I have an equation like:
R₂⋅V₁ + R₃⋅V₁ - R₃⋅V₂
i₁ = ─────────────────────
R₁⋅R₂ + R₁⋅R₃ + R₂⋅R₃
defined and I'd like to split it into factors that include only single variable - in this case V1 and V2.
So as a result I'd expect
-R₃ (R₂ + R₃)
i₁ = V₂⋅───────────────────── + V₁⋅─────────────────────
R₁⋅R₂ + R₁⋅R₃ + R₂⋅R₃ R₁⋅R₂ + R₁⋅R₃ + R₂⋅R₃
But the best I could get so far is
-R₃⋅V₂ + V₁⋅(R₂ + R₃)
i₁ = ─────────────────────
R₁⋅R₂ + R₁⋅R₃ + R₂⋅R₃
using equation.factor(V1,V2). Is there some other option to factor or another method to separate the variables even further?

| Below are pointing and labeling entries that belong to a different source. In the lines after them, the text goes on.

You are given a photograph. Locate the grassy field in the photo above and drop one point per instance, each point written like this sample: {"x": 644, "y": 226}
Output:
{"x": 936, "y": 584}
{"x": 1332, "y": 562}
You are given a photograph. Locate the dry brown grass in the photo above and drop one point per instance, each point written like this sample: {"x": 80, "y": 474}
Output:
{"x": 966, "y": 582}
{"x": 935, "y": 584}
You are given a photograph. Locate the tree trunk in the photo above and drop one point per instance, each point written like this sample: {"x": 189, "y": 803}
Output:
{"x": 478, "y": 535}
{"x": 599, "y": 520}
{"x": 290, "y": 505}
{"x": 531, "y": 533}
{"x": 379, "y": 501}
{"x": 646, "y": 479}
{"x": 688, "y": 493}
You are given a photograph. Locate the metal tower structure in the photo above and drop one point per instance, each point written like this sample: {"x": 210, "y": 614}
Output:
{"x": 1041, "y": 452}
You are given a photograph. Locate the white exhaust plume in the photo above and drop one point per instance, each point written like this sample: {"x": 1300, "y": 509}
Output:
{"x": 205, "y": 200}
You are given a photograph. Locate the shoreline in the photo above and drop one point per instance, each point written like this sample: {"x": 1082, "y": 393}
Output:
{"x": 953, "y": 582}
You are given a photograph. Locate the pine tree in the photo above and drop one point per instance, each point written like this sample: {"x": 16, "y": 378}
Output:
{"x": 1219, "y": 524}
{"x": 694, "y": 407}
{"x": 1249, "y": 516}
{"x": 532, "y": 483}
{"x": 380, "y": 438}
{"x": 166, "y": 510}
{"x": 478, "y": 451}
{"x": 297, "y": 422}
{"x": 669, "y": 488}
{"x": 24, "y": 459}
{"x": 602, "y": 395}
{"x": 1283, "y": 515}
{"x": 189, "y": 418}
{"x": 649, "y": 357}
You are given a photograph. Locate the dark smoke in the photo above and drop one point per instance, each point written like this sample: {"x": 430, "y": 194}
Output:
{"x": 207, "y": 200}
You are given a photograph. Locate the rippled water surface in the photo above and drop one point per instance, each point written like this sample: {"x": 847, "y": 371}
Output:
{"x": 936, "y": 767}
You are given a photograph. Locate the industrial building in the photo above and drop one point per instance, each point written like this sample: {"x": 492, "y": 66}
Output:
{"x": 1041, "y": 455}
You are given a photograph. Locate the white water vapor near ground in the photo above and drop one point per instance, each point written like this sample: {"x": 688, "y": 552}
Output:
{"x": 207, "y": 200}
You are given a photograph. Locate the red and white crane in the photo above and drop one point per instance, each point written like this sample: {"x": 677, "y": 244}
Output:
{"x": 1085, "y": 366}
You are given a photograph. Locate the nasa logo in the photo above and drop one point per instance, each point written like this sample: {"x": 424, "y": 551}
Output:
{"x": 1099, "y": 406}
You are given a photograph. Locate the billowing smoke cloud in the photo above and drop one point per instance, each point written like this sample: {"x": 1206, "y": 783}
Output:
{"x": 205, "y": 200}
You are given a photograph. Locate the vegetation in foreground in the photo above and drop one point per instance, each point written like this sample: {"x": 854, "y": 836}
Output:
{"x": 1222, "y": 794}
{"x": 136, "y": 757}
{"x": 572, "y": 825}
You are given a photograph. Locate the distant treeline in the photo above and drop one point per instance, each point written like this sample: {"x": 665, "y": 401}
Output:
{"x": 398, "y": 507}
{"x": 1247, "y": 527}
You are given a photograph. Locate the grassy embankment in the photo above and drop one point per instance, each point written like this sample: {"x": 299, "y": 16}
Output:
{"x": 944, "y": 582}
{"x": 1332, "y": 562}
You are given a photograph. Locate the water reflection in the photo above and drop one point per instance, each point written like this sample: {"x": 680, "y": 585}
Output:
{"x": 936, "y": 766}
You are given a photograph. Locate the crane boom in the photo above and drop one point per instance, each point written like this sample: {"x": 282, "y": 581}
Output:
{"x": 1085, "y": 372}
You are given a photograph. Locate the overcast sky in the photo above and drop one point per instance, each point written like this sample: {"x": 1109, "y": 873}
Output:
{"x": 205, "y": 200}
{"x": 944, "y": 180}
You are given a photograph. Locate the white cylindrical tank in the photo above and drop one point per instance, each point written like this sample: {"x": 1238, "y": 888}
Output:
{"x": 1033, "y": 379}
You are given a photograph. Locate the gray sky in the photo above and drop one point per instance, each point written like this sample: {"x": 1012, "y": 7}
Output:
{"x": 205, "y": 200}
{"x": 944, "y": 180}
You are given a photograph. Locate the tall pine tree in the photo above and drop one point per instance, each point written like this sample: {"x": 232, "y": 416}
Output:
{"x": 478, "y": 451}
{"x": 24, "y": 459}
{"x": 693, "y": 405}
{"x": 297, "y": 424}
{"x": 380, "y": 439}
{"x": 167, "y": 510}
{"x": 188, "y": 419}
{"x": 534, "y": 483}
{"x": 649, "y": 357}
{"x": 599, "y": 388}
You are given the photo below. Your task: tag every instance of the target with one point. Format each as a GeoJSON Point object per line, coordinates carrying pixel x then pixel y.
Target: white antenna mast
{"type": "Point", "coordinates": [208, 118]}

If it was possible to exclude something from the factor algorithm (the denominator in this case) it would have been easy. I don't know a way to do this, so here is a manual solution:
In [1]: a
Out[1]:
r₁⋅v₁ + r₂⋅v₂ + r₃⋅v₂
─────────────────────
r₁⋅r₂ + r₁⋅r₃ + r₂⋅r₃
In [2]: b,c = factor(a,v2).as_numer_denom()
In [3]: b.args[0]/c + b.args[1]/c
Out[3]:
r₁⋅v₁ v₂⋅(r₂ + r₃)
───────────────────── + ─────────────────────
r₁⋅r₂ + r₁⋅r₃ + r₂⋅r₃ r₁⋅r₂ + r₁⋅r₃ + r₂⋅r₃
You may also look at the evaluate=False options in Add and Mul, to build those expressions manually. I don't know of a nice general solution.
In[3] can be a list comprehension if you have many terms.
You may also check if it is possible to treat this as multivariate polynomial in v1 and v2. It may give a better solution.
Here I have sympy 0.7.2 installed and the sympy.collect() works for this purpose:
import sympy
i1 = (r2*v1 + r3*v1 - r3*v2)/(r1*r2 + r1*r3 + r2*r3)
sympy.pretty_print(sympy.collect(i1, (v1, v2)))
# -r3*v2 + v1*(r2 + r3)
# ---------------------
# r1*r2 + r1*r3 + r2*r3